A bench dismissed several petitions challenging the constitutionality of Section 2(1)(o) of the Sarfaesi Act

The law enables creditors to seize and dispose of collateral pledged by loan defaulters to recover their dues. Photo: MintPremium
The law enables creditors to seize and dispose of collateral pledged by loan defaulters to recover their dues. Photo: Mint

New Delhi: The Supreme Court on Wednesday upheld the definition of bad loans as amended in 2004 under the securitization Act, handing a victory to creditor banks and a setback to borrowers who had challenged the definition.

A bench comprising justices J. Chelameswar and S.A. Bobde dismissed several petitions challenging the validity of Section 2(1)(o) of the Securitization and Reconstruction of Financial Assets and Enforcement of Security Interest (Sarfaesi) Act, 2002.

They also directed the borrower companies that had challenged the definition of non-performing loans (NPAs) amended in 2004 under the Act to pay 1% of their outstanding amounts as costs to the creditor banks and other non-banking financial institutions.

The Sarfaesi Act enabled borrowers to seize and sell the assets of defaulting borrowers to recover their loans among other measures.

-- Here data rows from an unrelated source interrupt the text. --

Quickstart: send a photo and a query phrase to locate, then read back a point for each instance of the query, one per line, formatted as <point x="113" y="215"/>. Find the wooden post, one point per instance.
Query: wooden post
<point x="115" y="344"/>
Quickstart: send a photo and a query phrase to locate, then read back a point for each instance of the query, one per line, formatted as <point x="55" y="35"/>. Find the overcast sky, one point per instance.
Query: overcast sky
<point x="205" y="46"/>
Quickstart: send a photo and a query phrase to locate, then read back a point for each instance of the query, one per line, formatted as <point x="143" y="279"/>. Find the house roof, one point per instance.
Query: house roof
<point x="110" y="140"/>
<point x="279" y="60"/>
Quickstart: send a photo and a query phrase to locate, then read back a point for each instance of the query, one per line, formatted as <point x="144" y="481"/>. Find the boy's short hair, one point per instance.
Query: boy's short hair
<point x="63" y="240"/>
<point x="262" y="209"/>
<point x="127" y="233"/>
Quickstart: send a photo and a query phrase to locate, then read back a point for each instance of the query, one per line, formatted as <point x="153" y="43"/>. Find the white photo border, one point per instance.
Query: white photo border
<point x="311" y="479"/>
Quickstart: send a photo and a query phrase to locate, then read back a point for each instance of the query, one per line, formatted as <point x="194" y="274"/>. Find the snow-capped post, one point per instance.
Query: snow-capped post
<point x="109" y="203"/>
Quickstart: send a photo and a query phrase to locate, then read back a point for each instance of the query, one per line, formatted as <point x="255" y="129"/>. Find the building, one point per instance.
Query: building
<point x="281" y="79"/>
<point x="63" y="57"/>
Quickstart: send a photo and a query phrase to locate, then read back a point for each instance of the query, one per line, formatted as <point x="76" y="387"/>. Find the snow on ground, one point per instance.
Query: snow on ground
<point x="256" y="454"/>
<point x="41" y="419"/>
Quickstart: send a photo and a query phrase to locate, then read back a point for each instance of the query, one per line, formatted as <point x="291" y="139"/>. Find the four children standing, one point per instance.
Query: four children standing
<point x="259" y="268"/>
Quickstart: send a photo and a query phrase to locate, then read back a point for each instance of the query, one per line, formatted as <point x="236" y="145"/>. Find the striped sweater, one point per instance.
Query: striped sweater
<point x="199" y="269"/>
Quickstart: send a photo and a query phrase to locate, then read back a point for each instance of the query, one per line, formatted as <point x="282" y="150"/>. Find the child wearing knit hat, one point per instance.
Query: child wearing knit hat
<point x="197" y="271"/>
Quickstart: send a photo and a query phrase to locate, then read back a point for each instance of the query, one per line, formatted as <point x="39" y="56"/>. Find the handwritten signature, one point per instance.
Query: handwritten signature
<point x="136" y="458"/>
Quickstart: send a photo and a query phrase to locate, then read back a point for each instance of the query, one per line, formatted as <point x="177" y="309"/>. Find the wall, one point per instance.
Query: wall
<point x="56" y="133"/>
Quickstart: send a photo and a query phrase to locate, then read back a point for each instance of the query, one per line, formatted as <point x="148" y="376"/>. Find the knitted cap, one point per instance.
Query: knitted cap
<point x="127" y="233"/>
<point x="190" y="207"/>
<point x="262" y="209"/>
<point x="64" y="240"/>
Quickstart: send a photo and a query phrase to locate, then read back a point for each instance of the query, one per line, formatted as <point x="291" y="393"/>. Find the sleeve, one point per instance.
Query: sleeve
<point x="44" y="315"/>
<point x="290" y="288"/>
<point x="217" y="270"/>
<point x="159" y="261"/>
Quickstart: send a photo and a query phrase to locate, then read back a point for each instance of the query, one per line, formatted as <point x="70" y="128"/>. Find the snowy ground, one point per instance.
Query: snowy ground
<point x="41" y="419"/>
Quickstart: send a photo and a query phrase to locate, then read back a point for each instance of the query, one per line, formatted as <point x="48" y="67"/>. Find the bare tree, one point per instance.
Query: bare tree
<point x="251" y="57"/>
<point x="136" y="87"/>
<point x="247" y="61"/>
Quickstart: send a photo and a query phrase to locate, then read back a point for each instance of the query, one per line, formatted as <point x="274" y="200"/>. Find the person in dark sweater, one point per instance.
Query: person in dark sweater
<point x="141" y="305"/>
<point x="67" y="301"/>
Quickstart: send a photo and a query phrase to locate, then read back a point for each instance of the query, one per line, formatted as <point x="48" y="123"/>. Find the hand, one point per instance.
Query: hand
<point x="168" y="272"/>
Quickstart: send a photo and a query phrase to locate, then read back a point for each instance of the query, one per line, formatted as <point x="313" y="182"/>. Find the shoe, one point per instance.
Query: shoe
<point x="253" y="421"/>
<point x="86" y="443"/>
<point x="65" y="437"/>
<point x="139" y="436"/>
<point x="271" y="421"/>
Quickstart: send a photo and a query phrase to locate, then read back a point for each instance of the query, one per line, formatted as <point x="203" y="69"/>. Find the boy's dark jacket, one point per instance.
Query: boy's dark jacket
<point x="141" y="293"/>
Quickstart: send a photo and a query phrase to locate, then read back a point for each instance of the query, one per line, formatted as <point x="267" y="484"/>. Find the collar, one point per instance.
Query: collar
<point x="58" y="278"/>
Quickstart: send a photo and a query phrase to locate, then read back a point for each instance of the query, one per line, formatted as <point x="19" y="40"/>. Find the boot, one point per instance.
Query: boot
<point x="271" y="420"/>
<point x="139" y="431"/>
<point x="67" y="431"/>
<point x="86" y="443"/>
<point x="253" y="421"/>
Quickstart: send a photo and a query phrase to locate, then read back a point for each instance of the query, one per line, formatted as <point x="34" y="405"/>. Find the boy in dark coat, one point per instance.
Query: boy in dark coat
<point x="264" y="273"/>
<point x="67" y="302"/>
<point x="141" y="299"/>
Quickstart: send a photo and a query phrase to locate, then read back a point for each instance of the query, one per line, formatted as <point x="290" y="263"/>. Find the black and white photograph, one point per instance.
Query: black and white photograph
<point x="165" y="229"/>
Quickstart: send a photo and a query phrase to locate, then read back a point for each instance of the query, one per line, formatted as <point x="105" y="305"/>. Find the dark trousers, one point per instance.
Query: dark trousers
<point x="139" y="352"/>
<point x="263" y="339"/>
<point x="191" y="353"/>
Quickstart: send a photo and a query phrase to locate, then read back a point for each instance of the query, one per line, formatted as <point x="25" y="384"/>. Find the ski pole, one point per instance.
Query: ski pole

The amended definition was challenged by borrowers because by the amendment it was possible that different sets of guidelines made by different bodies could be followed by different creditors depending upon who is the administering or regulating authority of creditors while determining what was an NPA.

The order comes at a time when banks’ profitability has been under pressure from a rising tide of bad loans after two years of sub-5% economic growth, delayed project approvals that stalled investments and crimped corporate cash flows, making it difficult for borrowers to pay back debts.

“Recovery of money from a debtor by resorting to the filing of a suit takes painfully long time in this country, for various reasons," the apex court observed in its judgement.

“Huge amounts of money are lent by various banks and other financial institutions. Speedy recovery of the monies due to such institutions is an important element determining the efficiency not only of such institutions, but also becomes an important factor for the financial health of the country".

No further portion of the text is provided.